The invitations should peter out if you continue to say no. If they don’t, don’t assume that the Greens are desperate to hang out with you. It is equally possible that the Greens are just trying to be kind and inclusive, and don’t really care if you come or not.
With that in mind, you might rethink whether your absence is a blow that needs softening. Or whether their invitations indicate clinginess or a lack of friends. You should also remember that some people, unlike yourselves, obviously, prefer large groups. This is a mere preference, not a character defect.
Regardless, I recommend that you don’t broadcast whatever else you have planned for your evenings.
Generally, when you issue or accept an invitation, you do not mention that invitation to anyone else unless you know—not assume, know—that person has also been invited. The reason is that if you publicize the event to someone who has not been invited, that person will know he has been excluded. And feeling excluded can be very painful.
(Sometimes it is not, if the person doesn’t care about the people or event involved. But as you have no way of knowing that in advance, you should be discreet.)
This rule extends to all kinds of invitations: baby showers, book clubs, movie nights, parties, dinners, etc. And it has a corollary: if you have attended a function with a limited guest list, don’t publicize it to people who might have been included, but were not. This means you don’t post online pictures obviously taken at the event, or blog about how awesome it was, or talk about it in the foyer at church.
It’s not a matter of concealing your activities. It’s a matter of showing consideration for the feelings of others by not boasting about activities to which only a few people have been invited.
And please remember that if you do not accept the Greens’ invitations now, you are not allowed to be sad in twenty years when the other couples in this group are best friends with deep ties, from which you are excluded.
Now I have some advice for the Greens.
Dear Mr. and Mrs. Green,
It is thoughtful and kind of you to invite your friends to activities every week.
However, I wonder why you only send invitations on Thursday evening. If you truly want to get together with these people, you need to give them more notice and a concrete plan. Try issuing invitations like this on a Monday or Tuesday:
“We will be going to Music in Greeley Park this Friday night at 8. Tickets are $5 each. We will bring a picnic basket of goodies to share. We’d love for you to join us. Please let us know if you can!”
This invitation is concrete and specific. Your invitees know what you are proposing, how much it will cost (you needn’t pay for everyone if you are clear in the invitation that you are “going together” instead of “taking them”), and when it starts. They have several days notice and are more likely to be free that evening. For more formal or more expensive events, such as a play or concert, a week’s or more notice would be advised.
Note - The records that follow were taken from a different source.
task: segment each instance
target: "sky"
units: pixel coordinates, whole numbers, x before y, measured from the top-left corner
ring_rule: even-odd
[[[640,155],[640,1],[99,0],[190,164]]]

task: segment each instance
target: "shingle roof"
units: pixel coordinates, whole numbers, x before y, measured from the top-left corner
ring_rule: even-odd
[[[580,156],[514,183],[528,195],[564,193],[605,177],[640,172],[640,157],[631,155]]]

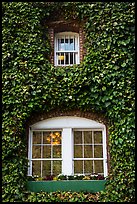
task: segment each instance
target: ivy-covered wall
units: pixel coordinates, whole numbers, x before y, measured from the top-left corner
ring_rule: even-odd
[[[108,118],[110,174],[98,199],[134,201],[134,7],[132,2],[2,3],[3,202],[44,201],[44,194],[28,196],[26,190],[25,126],[33,113],[56,108]],[[85,22],[87,53],[80,65],[54,67],[49,61],[46,22],[59,13]]]

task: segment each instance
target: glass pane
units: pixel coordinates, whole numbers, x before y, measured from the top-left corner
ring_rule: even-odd
[[[74,50],[74,39],[73,38],[70,39],[69,50]]]
[[[41,161],[32,162],[32,175],[41,177]]]
[[[51,144],[50,132],[43,132],[43,144]]]
[[[102,144],[102,131],[94,131],[94,143]]]
[[[93,161],[84,161],[84,173],[93,174]]]
[[[61,132],[52,132],[51,137],[53,145],[61,144]]]
[[[74,55],[75,56],[75,55]],[[74,64],[73,53],[70,53],[70,64]]]
[[[103,173],[103,161],[94,161],[95,164],[95,173]]]
[[[69,50],[69,41],[65,39],[65,50]]]
[[[74,174],[83,173],[83,161],[74,161]]]
[[[61,145],[53,146],[53,158],[61,158]]]
[[[85,144],[92,144],[92,131],[85,131],[84,132],[84,143]]]
[[[53,175],[57,176],[62,172],[61,161],[53,161]]]
[[[64,39],[60,40],[60,50],[65,50],[65,43],[64,43]]]
[[[84,158],[92,157],[93,157],[92,145],[84,145]]]
[[[41,158],[41,145],[32,147],[32,158]]]
[[[33,132],[33,144],[41,144],[42,132]]]
[[[58,64],[64,64],[64,53],[57,53]]]
[[[42,177],[51,175],[51,161],[42,161]]]
[[[74,145],[74,158],[82,158],[82,146]]]
[[[51,146],[50,145],[43,146],[43,158],[51,158]]]
[[[94,156],[96,158],[103,158],[103,146],[102,145],[94,146]]]
[[[74,131],[74,144],[82,144],[82,132]]]
[[[69,53],[65,53],[65,64],[69,64]]]

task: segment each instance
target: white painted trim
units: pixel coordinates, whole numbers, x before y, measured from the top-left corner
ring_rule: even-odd
[[[62,51],[58,51],[57,47],[58,47],[58,37],[63,37],[63,36],[67,36],[67,37],[73,37],[73,39],[75,38],[75,47],[77,48],[76,50],[62,50]],[[65,52],[72,52],[72,53],[77,53],[76,54],[76,64],[80,63],[80,46],[79,46],[79,33],[76,32],[60,32],[60,33],[56,33],[55,34],[55,38],[54,38],[54,65],[55,66],[73,66],[73,64],[65,64],[65,60],[64,60],[64,64],[58,64],[57,62],[57,53],[65,53]],[[73,58],[74,60],[74,58]]]
[[[95,128],[104,129],[105,125],[94,120],[76,116],[54,117],[37,122],[31,126],[31,130],[43,129],[62,129],[62,128]]]
[[[62,132],[62,174],[72,175],[72,158],[73,158],[73,138],[72,129],[64,128]]]
[[[32,159],[32,134],[33,131],[51,131],[61,130],[62,131],[62,158],[42,158]],[[103,136],[103,158],[73,158],[73,132],[77,131],[102,131]],[[76,117],[76,116],[61,116],[46,119],[31,125],[29,130],[28,140],[28,159],[29,165],[28,175],[32,175],[32,161],[35,160],[62,160],[62,174],[72,175],[74,172],[73,165],[74,160],[103,160],[104,176],[108,175],[107,169],[107,146],[106,146],[106,127],[104,124],[90,120],[87,118]]]

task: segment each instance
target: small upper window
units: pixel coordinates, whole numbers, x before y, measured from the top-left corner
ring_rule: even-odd
[[[55,34],[54,42],[55,66],[71,66],[79,64],[79,34],[75,32],[61,32]]]

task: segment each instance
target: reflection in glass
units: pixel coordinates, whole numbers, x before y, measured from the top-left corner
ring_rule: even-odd
[[[102,131],[94,131],[94,143],[102,144]]]
[[[84,132],[84,143],[85,144],[92,144],[92,131],[85,131]]]
[[[102,145],[95,145],[94,146],[94,156],[96,158],[102,158],[103,157],[103,146]]]
[[[93,161],[84,161],[84,173],[93,173]]]
[[[41,144],[41,135],[42,132],[33,132],[33,144]]]
[[[41,161],[32,162],[32,175],[39,177],[41,176]]]
[[[32,158],[41,158],[41,146],[32,147]]]
[[[42,161],[42,177],[51,175],[51,161]]]
[[[61,174],[61,161],[53,161],[53,175]]]
[[[53,146],[53,158],[61,158],[61,145]]]
[[[83,173],[83,161],[74,161],[74,174]]]
[[[74,144],[82,144],[82,131],[74,131]]]
[[[96,160],[94,161],[95,164],[95,173],[103,173],[103,161]]]
[[[51,158],[51,145],[43,146],[43,158]]]
[[[51,144],[50,133],[51,132],[43,132],[43,144]]]
[[[92,158],[93,157],[92,145],[85,145],[84,146],[84,157],[85,158]]]
[[[74,158],[82,158],[82,146],[74,145]]]

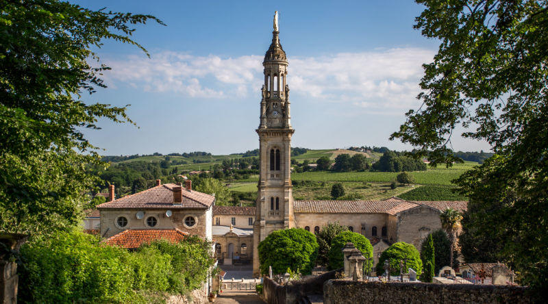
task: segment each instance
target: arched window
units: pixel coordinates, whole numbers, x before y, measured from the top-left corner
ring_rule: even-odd
[[[215,244],[215,252],[218,255],[221,254],[221,249],[222,249],[222,246],[221,246],[221,244],[219,244],[219,243]]]
[[[273,149],[270,151],[270,170],[273,171],[276,168],[275,166],[276,165],[274,155],[275,153]]]
[[[276,170],[279,170],[279,150],[276,150]]]

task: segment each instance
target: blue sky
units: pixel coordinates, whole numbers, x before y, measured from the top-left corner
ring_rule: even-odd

Now let’s discuss your guest list.
Perhaps you invite all four of the other couples to socialize every week because you enjoy socializing often and in large groups. But remember that some people prefer less frequent activities, and much smaller groups. You will get a good idea of what people prefer by the kinds of invitations they accept, and how often they accept them. If you want to get to know a couple that routinely declines your large group invitations, try inviting them occasionally (say, twice a year) to do something with just the four of you.
Including all four pre-child couples in your invitations is a nice gesture, and I appreciate that you don’t want to exclude anyone. But you don’t have to invite everyone to everything. If you think a particular activity would be more enjoyable with only one or two other couples, only invite that many people!
(This is especially true if you send the vague emails on Thursday night because you have already made plans with one other couple but feel obligated to invite the other three new couples in your ward “just to be nice.”)
Finally, remember to include other people you meet at church, at work, and in your neighborhood. There are many friends to be found outside the narrow range of people who share your age and situation.